Note: Boundaries came into force in 1913 and lasted until the district was abolished.

Members of the Legislative Assembly for North Calgary
Assembly: Years; Member; Party
See Calgary electoral district from 1905-1913
3rd: 1913–1917; Samuel Hillocks; Conservative
4th: 1917–1920; William Davidson; Independent
1920–1921: Vacant
See Calgary electoral district from 1921-1959

===Electoral history===
The electoral district was created in 1913 as part of a contentious boundary redistribution that saw the Calgary provincial electoral district broken up into three single member constituencies, the other two being South Calgary and Centre Calgary. Conservative candidates won all three districts that year on a wave of anti Liberal support in the city as electors were unhappy with Premier Arthur Sifton.
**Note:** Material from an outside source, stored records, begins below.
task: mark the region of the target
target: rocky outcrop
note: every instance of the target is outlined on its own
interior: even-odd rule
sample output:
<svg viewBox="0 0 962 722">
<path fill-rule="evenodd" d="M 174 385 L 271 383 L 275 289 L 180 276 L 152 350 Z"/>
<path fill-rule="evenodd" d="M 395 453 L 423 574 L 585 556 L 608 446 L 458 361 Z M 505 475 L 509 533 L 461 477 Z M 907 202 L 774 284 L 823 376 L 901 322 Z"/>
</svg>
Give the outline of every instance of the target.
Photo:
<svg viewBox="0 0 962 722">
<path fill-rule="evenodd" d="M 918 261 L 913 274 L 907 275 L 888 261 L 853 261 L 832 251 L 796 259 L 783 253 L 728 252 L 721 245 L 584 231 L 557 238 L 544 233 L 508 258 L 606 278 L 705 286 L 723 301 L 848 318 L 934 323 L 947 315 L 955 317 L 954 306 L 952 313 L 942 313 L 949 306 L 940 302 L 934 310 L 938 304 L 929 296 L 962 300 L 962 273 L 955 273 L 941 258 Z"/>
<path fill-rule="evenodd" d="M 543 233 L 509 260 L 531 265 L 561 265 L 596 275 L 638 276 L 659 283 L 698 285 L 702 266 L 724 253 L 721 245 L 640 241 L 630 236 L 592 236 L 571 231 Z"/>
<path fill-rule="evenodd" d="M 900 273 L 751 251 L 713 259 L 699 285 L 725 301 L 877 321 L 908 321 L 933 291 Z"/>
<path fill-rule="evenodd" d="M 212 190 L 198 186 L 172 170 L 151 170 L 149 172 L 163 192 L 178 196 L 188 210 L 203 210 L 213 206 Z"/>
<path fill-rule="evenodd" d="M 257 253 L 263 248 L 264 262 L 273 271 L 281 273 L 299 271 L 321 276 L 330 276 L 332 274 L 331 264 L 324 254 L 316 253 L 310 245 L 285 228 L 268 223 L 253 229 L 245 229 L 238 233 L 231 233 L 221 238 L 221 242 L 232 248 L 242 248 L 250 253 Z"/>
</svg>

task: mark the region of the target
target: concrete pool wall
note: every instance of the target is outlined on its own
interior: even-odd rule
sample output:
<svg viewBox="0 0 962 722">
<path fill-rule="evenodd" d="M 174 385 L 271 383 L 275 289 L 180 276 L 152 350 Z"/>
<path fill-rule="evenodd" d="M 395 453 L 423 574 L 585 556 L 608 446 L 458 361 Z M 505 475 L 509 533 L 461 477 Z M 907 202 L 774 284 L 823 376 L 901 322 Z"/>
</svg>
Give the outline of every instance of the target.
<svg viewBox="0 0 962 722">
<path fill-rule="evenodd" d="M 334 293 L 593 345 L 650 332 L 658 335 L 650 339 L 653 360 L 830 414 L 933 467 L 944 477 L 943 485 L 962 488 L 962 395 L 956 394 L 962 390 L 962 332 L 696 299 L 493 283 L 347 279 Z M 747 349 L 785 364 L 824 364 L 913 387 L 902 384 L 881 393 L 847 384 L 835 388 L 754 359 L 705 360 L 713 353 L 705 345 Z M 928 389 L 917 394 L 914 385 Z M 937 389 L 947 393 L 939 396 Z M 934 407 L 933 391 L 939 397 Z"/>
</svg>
Calgary North would swing to the Liberal column in the 1917 general election as incumbent Samuel Hillocks was defeated by star candidate journalist William Davidson. The electoral district would be abolished in 1921 as Calgary was reconstituted into a five-member district.

==Election results==

===1913===

v; t; e; 1913 Alberta general election
| Party | Candidate | Votes | % | ±% |
|  | Conservative | Samuel Bacon Hillocks | 1,482 | 57.89% | – |
|  | Liberal | George Henry Ross | 822 | 32.11% | – |
|  | Socialist | Harry Roderick Burge | 256 | 10.00% | – |
| Total |  |  | 2,560 | – | – |
| Rejected, spoiled and declined |  |  | N/A | – | – |
| Eligible electors / turnout |  |  | 4,258 | 60.12% | – |
|  | Conservative pickup new district. |  |  |  |  |  |  |
Source(s) Source: "Calgary-North Official Results 1913 Alberta general election". Alberta Heritage Community Foundation. Retrieved May 21, 2020.

===1917===

v; t; e; 1917 Alberta general election
| Party | Candidate | Votes | % | ±% |
|  | Liberal | William McCartney Davidson | 2,701 | 54.72% | 22.61% |
|  | Conservative | Samuel Bacon Hillocks | 2,235 | 45.28% | -12.61% |
| Total |  |  | 4,936 | – | – |
| Rejected, spoiled and declined |  |  | N/A | – | – |
| Eligible electors / turnout |  |  | 7,712 | 64.00% | 3.88% |
|  | Liberal gain from Conservative |  | Swing |  | -8.17% |
Source(s) Source: "Calgary-North Official Results 1917 Alberta general election". Alberta Heritage Community Foundation. Retrieved May 21, 2020.